Methods: The present study was designed as cross-sectional and was conducted on 47 patients with documented evidence of MB in CCTA, who were referred to Nemazee and Faghihi hospitals for performing coronary angiography during a one year period. We compared the morphologic characteristics of tunneled segments, which were missed at CCA (unidentified), and the tunneled segments which were identified with CCA.

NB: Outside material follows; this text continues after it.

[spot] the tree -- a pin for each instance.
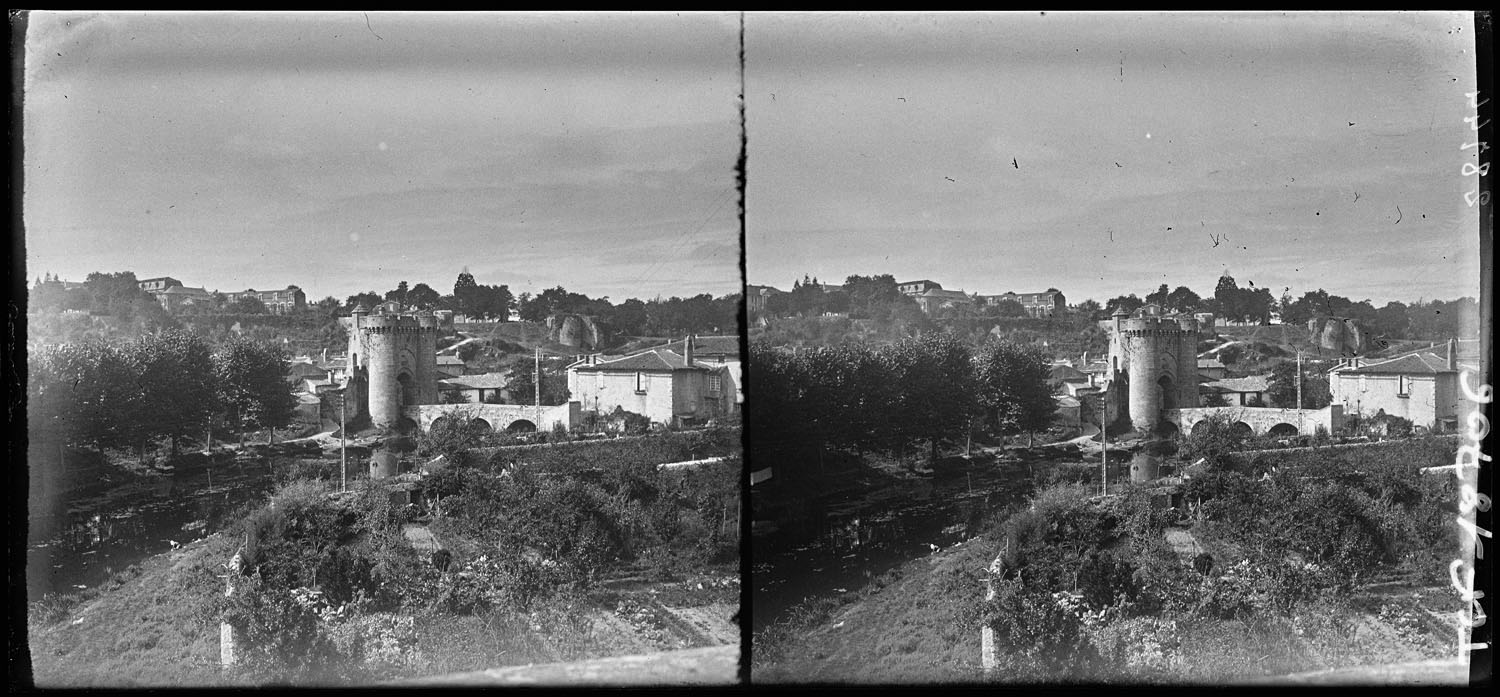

Results: In sum, MB was found in 16 (34%) patients at CCA (identified), and it was not found in 31 (66%) patients (unidentified) based on compression sign. No significant correlation was found between the percentage of systolic compression and the length and depth of the tunneled segment in identified group (r=0.73, P = 0.18; r=1.09, P = 0.15; respectively). Degree of atherosclerotic plaque formation (diameter stenosis, percentage) (mean, 0.25 (25%) ±0.29; range, 0-0.98) of the tunneled segments in unidentified group was significantly more than the same degree (mean, 0.07 (7%) ±0.13; range, 0-0.41) of the identified group (P = 0.03). The measurement of the trapezoid area under the tunneled segment with this formula [(MB length+ intramyocardial segment) ×depth/2] had significant relation with systolic compression (r=0.304, P = 0.03) and defined the cut-off value of 250 mm2 as the value of significant difference in detecting myocardial bridging with CCA.
Conclusion: Our results showed that in most of identified MBs in CCA the tunneled segment area was equal and more than 250 mm2. In addition, the degree of atherosclerotic plaque of the tunneled segments at CCA was significantly more in unidentified group.